Tokyo stocks hit fresh five-month highs as fears over yen strength continued to ease while Asian stocks advanced to their highest levels for a week.
The region’s markets became the first to welcome the Irish bail-out deal, neutralising for the time being an issue that has recently depressed sentiment for global equities.
The knock-on effect of a strengthening euro also helped Japanese exporters to Europe’s markets.
“The market has started to recognise just how resilient [Japanese] exporters have become toward yen strength,” said Fumiyuki Takahashi, of Barclays Capital Japan.
“Their profitability has been improving more than the market had expected. Money has been flowing in, especially from overseas,” he added, noting that the Nikkei 225 Average could rise to 10,500 by year-end.
The Nikkei rose 0.9 per cent to 10,115,19 on Monday, having gained 3 per cent last week and more than 10 per cent so far in November, helped by the yen’s slip from a 15-year high against the dollar scaled earlier in November. The broader Topix index rose 0.7 per cent to 875.48.
A strong performance by Japan’s exporters was key to the advances with Komatsu, the world’s second-biggest construction machinery maker, at one stage hitting its highest in more than two years before edging back slightly to close 2.9 per cent higher at Y2,311.
“It was symbolic to see shares such as Komatsu rising convincingly,” said Takashi Ohba, of Okasan Securities. “I had expected China’s tightening measures would hurt Komatsu, which has a close link to the country, but the strong rise proves that foreign investor appetite is very strong in taking more positions in Japanese stocks.”
Toyota, the world’s biggest carmaker, gained 1.1 per cent to Y3,300 and was the most actively traded stock in the Topix. Kyocera, an electronics maker that accounts for 18 per cent of its sales in Europe, jumped 2.4 per cent to Y8,570 and was the biggest support for the Nikkei’s advance.
Canon, a camera maker that derives about 80 per cent of its revenue abroad, gained 1 per cent to Y4,050 while Sumco, a silicon wafer maker that makes 60 per cent of its revenue outside Japan, climbed 3.7 per cent to Y1,331.
Region-wide, the FTSE Asia-Pacific index rose 0.7 per cent to 255.47, its third session of gains.
Indian stocks made their biggest advances in more than two weeks as investors viewed a recent sell-off as overdone.

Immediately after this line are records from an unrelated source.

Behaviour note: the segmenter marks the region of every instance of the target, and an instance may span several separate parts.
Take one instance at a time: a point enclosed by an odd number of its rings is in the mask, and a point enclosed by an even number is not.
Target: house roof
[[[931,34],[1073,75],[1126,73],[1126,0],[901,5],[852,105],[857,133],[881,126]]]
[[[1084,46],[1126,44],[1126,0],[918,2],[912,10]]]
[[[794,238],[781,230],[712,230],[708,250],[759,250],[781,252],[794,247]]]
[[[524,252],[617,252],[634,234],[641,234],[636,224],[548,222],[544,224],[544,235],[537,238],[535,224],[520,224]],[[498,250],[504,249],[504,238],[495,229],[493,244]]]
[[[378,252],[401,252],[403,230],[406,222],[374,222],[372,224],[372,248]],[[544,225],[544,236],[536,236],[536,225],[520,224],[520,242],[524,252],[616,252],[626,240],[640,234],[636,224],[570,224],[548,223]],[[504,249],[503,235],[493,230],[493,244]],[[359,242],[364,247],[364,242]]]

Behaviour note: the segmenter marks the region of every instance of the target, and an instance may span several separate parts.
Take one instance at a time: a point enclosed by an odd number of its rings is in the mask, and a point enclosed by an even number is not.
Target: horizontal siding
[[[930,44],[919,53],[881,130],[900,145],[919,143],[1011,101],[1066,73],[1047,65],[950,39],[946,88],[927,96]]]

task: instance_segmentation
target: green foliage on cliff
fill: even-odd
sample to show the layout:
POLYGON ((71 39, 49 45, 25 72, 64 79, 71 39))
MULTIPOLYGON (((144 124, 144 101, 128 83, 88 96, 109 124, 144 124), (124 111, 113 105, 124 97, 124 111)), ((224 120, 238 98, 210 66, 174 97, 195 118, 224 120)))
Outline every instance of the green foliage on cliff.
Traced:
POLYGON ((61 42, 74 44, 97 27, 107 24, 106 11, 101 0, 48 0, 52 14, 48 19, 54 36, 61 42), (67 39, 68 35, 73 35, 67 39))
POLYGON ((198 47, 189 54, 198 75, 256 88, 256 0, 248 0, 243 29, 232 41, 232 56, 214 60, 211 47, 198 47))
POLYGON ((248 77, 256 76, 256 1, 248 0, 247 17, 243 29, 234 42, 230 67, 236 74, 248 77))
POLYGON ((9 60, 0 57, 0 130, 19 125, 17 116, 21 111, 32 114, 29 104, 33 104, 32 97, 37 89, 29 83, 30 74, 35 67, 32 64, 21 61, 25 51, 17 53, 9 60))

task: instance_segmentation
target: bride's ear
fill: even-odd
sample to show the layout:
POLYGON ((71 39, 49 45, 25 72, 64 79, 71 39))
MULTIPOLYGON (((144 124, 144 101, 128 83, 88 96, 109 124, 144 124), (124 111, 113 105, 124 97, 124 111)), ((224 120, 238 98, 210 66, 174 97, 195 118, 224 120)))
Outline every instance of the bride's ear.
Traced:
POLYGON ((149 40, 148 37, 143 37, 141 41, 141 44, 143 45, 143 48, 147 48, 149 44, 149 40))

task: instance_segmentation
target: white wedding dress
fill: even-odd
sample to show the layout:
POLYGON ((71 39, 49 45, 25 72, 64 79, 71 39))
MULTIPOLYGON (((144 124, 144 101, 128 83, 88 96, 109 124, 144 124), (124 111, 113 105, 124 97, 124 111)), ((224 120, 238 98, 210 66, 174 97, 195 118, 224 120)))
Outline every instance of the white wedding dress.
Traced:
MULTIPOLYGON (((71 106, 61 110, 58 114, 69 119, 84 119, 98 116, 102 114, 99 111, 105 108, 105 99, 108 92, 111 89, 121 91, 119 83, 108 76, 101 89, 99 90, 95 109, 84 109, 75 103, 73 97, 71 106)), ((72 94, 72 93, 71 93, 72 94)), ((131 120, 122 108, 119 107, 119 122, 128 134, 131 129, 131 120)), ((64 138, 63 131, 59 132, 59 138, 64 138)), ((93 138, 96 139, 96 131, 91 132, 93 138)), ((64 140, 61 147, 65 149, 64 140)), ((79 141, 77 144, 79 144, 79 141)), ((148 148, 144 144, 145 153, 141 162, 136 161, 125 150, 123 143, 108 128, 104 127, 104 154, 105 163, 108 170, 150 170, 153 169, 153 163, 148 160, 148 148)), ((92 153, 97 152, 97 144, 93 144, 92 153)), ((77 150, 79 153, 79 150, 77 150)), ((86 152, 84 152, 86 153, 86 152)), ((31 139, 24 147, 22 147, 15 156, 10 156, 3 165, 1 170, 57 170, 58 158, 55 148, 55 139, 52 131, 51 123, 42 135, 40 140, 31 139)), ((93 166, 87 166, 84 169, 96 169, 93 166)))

The BSE Sensex index jumped 1.9 per cent to 19,957.59, recovering from a near-7 per cent retreat over the past two weeks to its lowest levels in two months. “We are seeing a bounceback as the short-term indicators are showing shares are in oversold territory,” said Alex Mathews, of Geojit BNP Paribas Financial Services.
UBS said the sell-off provided a good entry point into banks, lifting those stocks. ICICI Bank, India’s second-biggest lender, rose 2.7 per cent to Rs1,180.05, its first gain in four days. HDFC Bank, the third-biggest, increased 3.3 per cent to Rs2,379.9, its steepest climb for more than three months.
Hong Kong stocks fell for a second day, led by property developers in the wake of Friday’s government measures to prevent a real estate price bubble. Sino Land, a Hong Kong developer controlled by billionaire Robert Ng, tumbled 5.6 per cent to HK$15.40. The Hang Seng fell 0.4 per cent to 23,524.02 and the Shanghai Composite index dipped 0.2 per cent to 2,884.37.